また、リーク先の人物選定にも特徴があるという。WSJにはWalt Mossberg氏というデジタルガジェット分野の大御所がいるが、同氏をスルーして別の記者を選ぶことで、同氏の世間での評判を維持しつつ非難の対象から外すことが可能だという。一方で、今回はYukari Iwatani Kane氏とGeoffrey Fowler氏という2名のWSJ記者による連名記事となっているが、あえて2名の記者を介在させることで、互いが牽制し合ってこの話題が記事になりやすい土壌を作っているという。かくして実際にリークは成功して大手新聞社のWSJで記事になったようだが、WSJ本紙向けの記事が出されるのは米国東海岸時間で夜中。すでに株式市場は終了しており、誰も株価操作を狙った情報提供とは考えないだろう。

その目的は?

リーク情報のコントロールは、だいたいある問題解決に利用されることが多い。実際のケースでいえば、Appleが今回のタブレット製品に関する情報をあえて早めに提供したのは、次のような理由が考えられるという。

  • 扱いにくいパートナーがいる中で話題を提起する
  • あらかじめ「1,000ドル」という価格帯を提示することで反応をみる
  • Appleが認識している潜在的な競合他社にパニックや混乱を引き起こす
  • 26日開催(とみられる)イベントで適切な種類の人物が一定数集まるよう、業界アナリストや評論家らの期待を喚起する。Appleは空席が嫌いだから

もし金融街の人間らが適切な結論を導き出したのであれば、Appleの株価は上昇し、皆にとってメリットとなる。だが株価操作が目的なのではなく、あくまで本来の目的の結果にすぎない点に注意してほしいとの言葉でMartellaro氏の記事は締められている。
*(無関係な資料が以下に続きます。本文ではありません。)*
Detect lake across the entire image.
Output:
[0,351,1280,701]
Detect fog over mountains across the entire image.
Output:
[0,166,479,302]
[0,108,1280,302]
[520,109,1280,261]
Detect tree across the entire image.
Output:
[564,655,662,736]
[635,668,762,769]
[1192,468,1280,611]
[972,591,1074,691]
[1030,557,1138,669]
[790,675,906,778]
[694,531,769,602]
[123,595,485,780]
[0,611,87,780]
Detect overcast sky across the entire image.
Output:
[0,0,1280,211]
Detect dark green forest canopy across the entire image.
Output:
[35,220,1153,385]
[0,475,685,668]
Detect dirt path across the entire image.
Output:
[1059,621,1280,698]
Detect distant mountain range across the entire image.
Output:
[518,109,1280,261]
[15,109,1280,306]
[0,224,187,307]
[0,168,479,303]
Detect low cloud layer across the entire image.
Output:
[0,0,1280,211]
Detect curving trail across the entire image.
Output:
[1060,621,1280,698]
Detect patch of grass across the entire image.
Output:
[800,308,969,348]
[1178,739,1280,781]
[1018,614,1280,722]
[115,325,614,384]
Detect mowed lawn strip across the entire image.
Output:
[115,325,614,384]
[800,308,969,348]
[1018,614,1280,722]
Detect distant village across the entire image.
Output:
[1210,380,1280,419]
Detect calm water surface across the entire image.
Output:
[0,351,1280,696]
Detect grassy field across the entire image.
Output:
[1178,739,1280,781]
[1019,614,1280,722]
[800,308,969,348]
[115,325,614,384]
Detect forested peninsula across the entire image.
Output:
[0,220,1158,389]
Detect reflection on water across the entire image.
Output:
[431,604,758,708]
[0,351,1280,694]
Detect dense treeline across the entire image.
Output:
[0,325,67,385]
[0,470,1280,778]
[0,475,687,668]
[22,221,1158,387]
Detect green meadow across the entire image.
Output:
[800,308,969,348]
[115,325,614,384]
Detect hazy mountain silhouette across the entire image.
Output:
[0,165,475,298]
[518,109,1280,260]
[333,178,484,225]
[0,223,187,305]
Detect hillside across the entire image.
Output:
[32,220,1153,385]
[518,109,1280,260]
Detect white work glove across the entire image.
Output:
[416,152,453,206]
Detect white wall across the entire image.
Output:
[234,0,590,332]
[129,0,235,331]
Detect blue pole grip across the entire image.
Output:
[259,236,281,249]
非常にオーソドックスな手法がみられるということで投稿されたエントリーだが、秘密主義と意図したリークの2つをうまく使い分けることで、つねにユーザーの期待を喚起させているAppleの企業像が浮かび上がってくる。もしかしたら、こうした話題もまた、Appleによって意図的にコントロールされているのかもしれない。